Cumhurbaşkanı Erdoğan, Camiler ve Din Görevlileri Haftası nedeniyle düzenlenen törende yaptığı konuşmada, “Nasıl kökleriyle irtibatı kopan bir ağacın ayakta kalması mümkün değilse, medeniyet değerleriyle bağı zayıflayan bir toplumun da varlığını sürdürmesi imkânsızdır. Din, ilim, ahlak ve adalet bizi millet olarak ayakta tutan taşıyıcı sütunlardır” dedi.
Cumhurbaşkanı Recep Tayyip Erdoğan, Camiler ve Din Görevlileri Haftası nedeniyle düzenlenen törene katıldı. Cumhurbaşkanlığı Külliyesinde gerçekleştirilen törende, Cumhurbaşkanı Erdoğan bir konuşma yaptı.
Konuşmasının başında, “Camiler ve Din Görevlileri Haftası” münasebetiyle, hocaları Cumhurbaşkanlığı Külliyesinde misafir etmekten mutluluk duyduğunu ifade eden Cumhurbaşkanı Erdoğan, 15 Temmuz gecesi okudukları salâ ve ezanlarla milleti darbeye karşı kıyama çağıran tüm din görevlilerine şükranlarını sundu.
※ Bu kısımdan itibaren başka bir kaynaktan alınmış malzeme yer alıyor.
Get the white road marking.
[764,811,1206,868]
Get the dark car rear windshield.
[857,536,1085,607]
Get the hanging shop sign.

“ÇOCUK VE KADINLARIN CAMİLERİMİZE OLAN İLGİSİNİ ARTIRMAYI HEDEFLİYORUZ”
Cumhurbaşkanı Erdoğan, sözlerini şöyle sürdürdü: “Diyanet İşleri Başkanlığımız camilerimize olan teveccühü artırmak, camiinin toplumsal ve beşeri hayatımızdaki önemine dikkat çekmek için uzun süredir gayret gösteriyor. Bu amaçla 1986 yılından beri, ekim ayının ilk haftası, Camiler ve Din Görevlileri Haftası olarak kutlanıyor. Bu vesileyle ülkemiz genelinde belirlenen tema çerçevesinde bir birinden değerli faaliyetlere imza atılıyor. Bilhassa çocuklarımız ile kadınlarımızın camilerimize olan ilgisini artırmayı hedefleyen bu etkinlikleri biz de memnuniyetle takip ediyoruz.”
Nasıl kökleriyle irtibatı kopan bir ağacın ayakta kalması mümkün değilse, medeniyet değerleriyle bağı zayıflayan bir toplumun da varlığını sürdürmesinin imkânsız olduğuna işaret eden Cumhurbaşkanı Erdoğan, “Din, ilim, ahlak ve adalet bizi millet olarak ayakta tutan taşıyıcı sütunlardır” dedi.
“CAMİ MERKEZLİ BİR HAYATI ÖZENDİRMEMİZ GEREKİYOR”
Camileri sadece namaz kılınan bir ibadet mekânına dönüştürmenin, ona yapılabilecek en büyük kötülüklerden biri olacağını dile getiren Cumhurbaşkanı Erdoğan, “Açık söylüyorum: çocuklarımızın neşesiyle, gençlerimizin heyecanıyla, piri fanilerimizin tecrübesiyle, kadınlarımızın nezaket ve becerisiyle dolmayan bir cami, benim gözümde boştur” ifadesini kullandı. Cumhurbaşkanı Erdoğan, geleceğin inşasında, dün olduğu gibi bugün de cami merkezli bir hayatın özendirilmesi ve teşvik edilmesi gerektiğine işaret etti.
“VAAZ VE HUTBE DİLİ GENÇLERİMİZİN ANLAYACAĞI ŞEKİLDE GÜNCELLENMELİ”
Cumhurbaşkanı Erdoğan konuşmasına şöyle devam etti: “Vaaz ve hutbe dilimizin gençlerimizin anlayacağı şekilde güncellenmesi, yenilenmesi, daha rafine hâle getirilmesi gerekiyor. Bunun yanında din görevlilerimiz ne surette olursa olsun ötekileştirici, insanımızın bir kesimini dışlayıcı ifadelerden uzak durmalıdır.”
Türkiye’de senelerce mezhep, meşrep ve etnik temelli kavgalar yaşandığını ve birilerinin aradaki farklılıkları kaşıyarak; insanları birbirine düşürmeye, komşuyu komşuya kırdırmaya çalıştığına dikkat çeken Cumhurbaşkanı Erdoğan, “1970’lerin sonunda kimi şehirlerimizde bu projeler maalesef başarılı da oldu. Müslüman aynı delikten ikinci kez ısırılmaz. Bizler de o acı günlerin, o karanlık günlerin tekrar yaşanmasına müsaade edemeyiz. Bu konuda da siz kardeşlerime önemli görevler düşüyor” dedi.